1) tapply Each of 3 arrays is made up of 2 5x4 matrices so create a long vector out of it all and then grab successive vectors of 5*4 components and turn them into a matrix of the desired shape: 1)轻触 3个数组中的每一个都由2个5x4矩阵组成,因此要从中全部创建一个长向量,然后获取5 * 4分量的连续向量并将它们转换为所需形状的矩阵:
tapply(unlist(my.arrs), gl(3*2, 5*4), matrix, 5)
or more generally: 或更一般而言:
dims <- dim(my.arrs[[1]]) # c(5, 4, 2)
tapply(unlist(my.arrs), gl(length(my.arrs) * dims[3], prod(dims[1:2])), matrix, dims[1])
2) sapply/lapply Another possibility (where dims
is defined above): 2)sapply / lapply另一种可能性(其中
dims
如上文所定义):
c(sapply(my.arrs, function(x) lapply(1:dims[3], function(i) x[,,i])))

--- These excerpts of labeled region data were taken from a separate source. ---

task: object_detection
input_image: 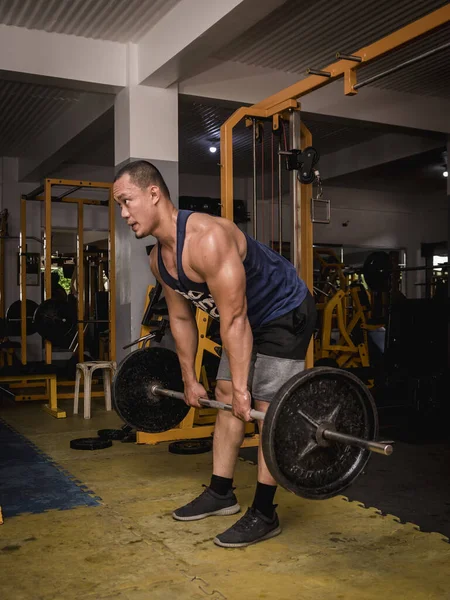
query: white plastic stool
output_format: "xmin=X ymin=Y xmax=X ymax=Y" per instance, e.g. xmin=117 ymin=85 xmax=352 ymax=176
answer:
xmin=73 ymin=360 xmax=117 ymax=419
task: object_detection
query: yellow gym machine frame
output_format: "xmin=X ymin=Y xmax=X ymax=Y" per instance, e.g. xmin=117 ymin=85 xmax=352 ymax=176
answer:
xmin=137 ymin=5 xmax=450 ymax=445
xmin=14 ymin=179 xmax=116 ymax=418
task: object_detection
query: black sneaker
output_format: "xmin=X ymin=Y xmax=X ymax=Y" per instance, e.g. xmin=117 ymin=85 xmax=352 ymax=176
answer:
xmin=172 ymin=485 xmax=241 ymax=521
xmin=214 ymin=507 xmax=281 ymax=548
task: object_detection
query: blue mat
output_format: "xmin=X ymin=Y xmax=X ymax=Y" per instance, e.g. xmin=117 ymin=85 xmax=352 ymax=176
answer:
xmin=0 ymin=419 xmax=101 ymax=517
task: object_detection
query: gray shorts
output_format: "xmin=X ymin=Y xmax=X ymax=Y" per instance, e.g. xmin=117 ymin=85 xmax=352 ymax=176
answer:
xmin=216 ymin=351 xmax=305 ymax=402
xmin=216 ymin=292 xmax=317 ymax=402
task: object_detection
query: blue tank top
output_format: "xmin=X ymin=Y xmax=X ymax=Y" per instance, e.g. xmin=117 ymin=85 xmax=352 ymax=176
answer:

If I understand what you are asking for, here is one approach: 如果我了解您的要求,可以采用以下一种方法:
unlist(lapply(my.arrs, function(x) {
lapply(1:dim(x)[3], function(y) {
x[,,y]
})
}), recursive = FALSE)
#[[1]]
# [,1] [,2] [,3] [,4]
#[1,] 1 1 1 1
#[2,] 2 2 2 2
#[3,] 3 3 3 3
#[4,] 4 4 4 4
#[5,] 5 5 5 5
## ...
## ...
#[[6]]
# [,1] [,2] [,3] [,4]
#[1,] 11 11 11 11
#[2,] 12 12 12 12
#[3,] 13 13 13 13
#[4,] 14 14 14 14
#[5,] 15 15 15 15
lapply
iterates over each array lapply
遍历每个数组 lapply
iterates over each slice (3rd dimension) of each array, so that 2
is not hardcoded into the function lapply
遍历每个数组的每个切片(第3维),因此不会将2
硬编码到函数中 unlist
with recursive = FALSE
(which is not the default behavior) expands the lapply(lapply(...))
result from a length 3 list of length 2 lists into a single length 6 list. recursive = FALSE
(这不是默认行为)调用unlist
会将lapply(lapply(...))
结果从长度2列表的长度3列表扩展为单个长度6列表。 Data: 数据:
my.arrs <- list(
array(1:5, c(5,4,2)),
array(6:10, c(5,4,2)),
array(11:15, c(5,4,2))
)
Thank you @G. 谢谢@G。 Grothendieck and @nrussell for your answers,
Grothendieck和@nrussell为您解答,
I was also working on my one meanwhile, had simular results with unlist()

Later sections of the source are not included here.